I sat there after the email came through, and I reflected back to 2018 when Michelle first landed in her TDP chair with our paid ads portfolio of 4-5 clients and turned it into what it is today [a 1000% growth rate] … and I was just smiling from ear to ear knowing what an entrepreneur knows when they bring intrapreneurs into their team, i.e “here we go again”.

Thank you Rach [and our team] for growing this here little TDP thing, and *wanting* to grow it, and for describing moments like these as “career highlights”: I sat in the goodness of that statement knowing that’s all I ever want from all of this, i.e people genuinely happy to be here, and feeling like the rewards go beyond the obvious things.

 

December

 

I’ve been with my incredible business coach, Ami for two years now [which means x2 Decembers with her.  And not just any December, but x2 pandemi-Decembers].  Each December, she asks me what I am craving right now.

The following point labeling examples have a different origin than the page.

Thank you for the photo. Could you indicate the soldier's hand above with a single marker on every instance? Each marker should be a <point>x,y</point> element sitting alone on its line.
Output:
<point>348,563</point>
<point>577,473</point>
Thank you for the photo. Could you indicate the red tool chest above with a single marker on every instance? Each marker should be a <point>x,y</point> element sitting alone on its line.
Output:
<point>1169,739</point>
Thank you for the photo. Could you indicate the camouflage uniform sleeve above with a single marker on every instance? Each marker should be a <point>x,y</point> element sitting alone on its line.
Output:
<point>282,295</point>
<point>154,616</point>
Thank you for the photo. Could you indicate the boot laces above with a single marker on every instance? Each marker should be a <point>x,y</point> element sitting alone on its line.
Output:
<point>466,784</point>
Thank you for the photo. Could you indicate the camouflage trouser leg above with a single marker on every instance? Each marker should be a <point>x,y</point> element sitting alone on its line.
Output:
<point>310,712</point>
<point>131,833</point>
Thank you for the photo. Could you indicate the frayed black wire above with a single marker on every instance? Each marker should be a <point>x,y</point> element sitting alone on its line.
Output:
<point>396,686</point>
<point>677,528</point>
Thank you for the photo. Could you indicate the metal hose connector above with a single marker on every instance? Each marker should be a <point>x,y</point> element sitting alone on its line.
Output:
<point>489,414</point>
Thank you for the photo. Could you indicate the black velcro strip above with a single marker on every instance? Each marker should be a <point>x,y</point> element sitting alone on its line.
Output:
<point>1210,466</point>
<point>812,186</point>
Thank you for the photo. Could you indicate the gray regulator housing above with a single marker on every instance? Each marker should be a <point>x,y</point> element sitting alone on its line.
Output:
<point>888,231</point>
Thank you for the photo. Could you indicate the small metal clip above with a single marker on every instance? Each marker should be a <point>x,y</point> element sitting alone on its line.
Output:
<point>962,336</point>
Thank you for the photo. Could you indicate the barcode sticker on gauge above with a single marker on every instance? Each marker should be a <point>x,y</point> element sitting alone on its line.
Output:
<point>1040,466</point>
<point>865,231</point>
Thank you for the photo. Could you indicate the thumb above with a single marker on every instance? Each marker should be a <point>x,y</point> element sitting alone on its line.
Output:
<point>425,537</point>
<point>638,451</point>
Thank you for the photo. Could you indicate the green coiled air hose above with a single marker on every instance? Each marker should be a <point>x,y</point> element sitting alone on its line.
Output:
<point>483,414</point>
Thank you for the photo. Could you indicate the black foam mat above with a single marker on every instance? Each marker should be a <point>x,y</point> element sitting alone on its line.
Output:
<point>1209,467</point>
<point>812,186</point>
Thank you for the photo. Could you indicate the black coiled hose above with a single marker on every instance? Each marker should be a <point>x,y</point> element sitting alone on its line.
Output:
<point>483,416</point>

In December 2020? I told her “I am craving respect, and kindness”.

In December 2021? [entirely forgetting what my 2020 response was] I told her “I am craving respect, and kindness”

It blows my mind that I seem to reach the end of each TDP year craving the same x2 things.  And look, in pandemi-times? … I don’t think I always get these x2 things, but I know for a fact I always give them [even if those x2 things are not given back in return].

When she told me, “Cherie, you were craving the exact same things last year” [as she was madly flicking through notes], I was shocked.  And she then said, “so how are you going to feel respected in 2022, and how are you going to feel like you’re around more kind in 2022?”.

That’s a really big question, I’ll let you know in December 2022 in my “end of 2022” wrap up, ha!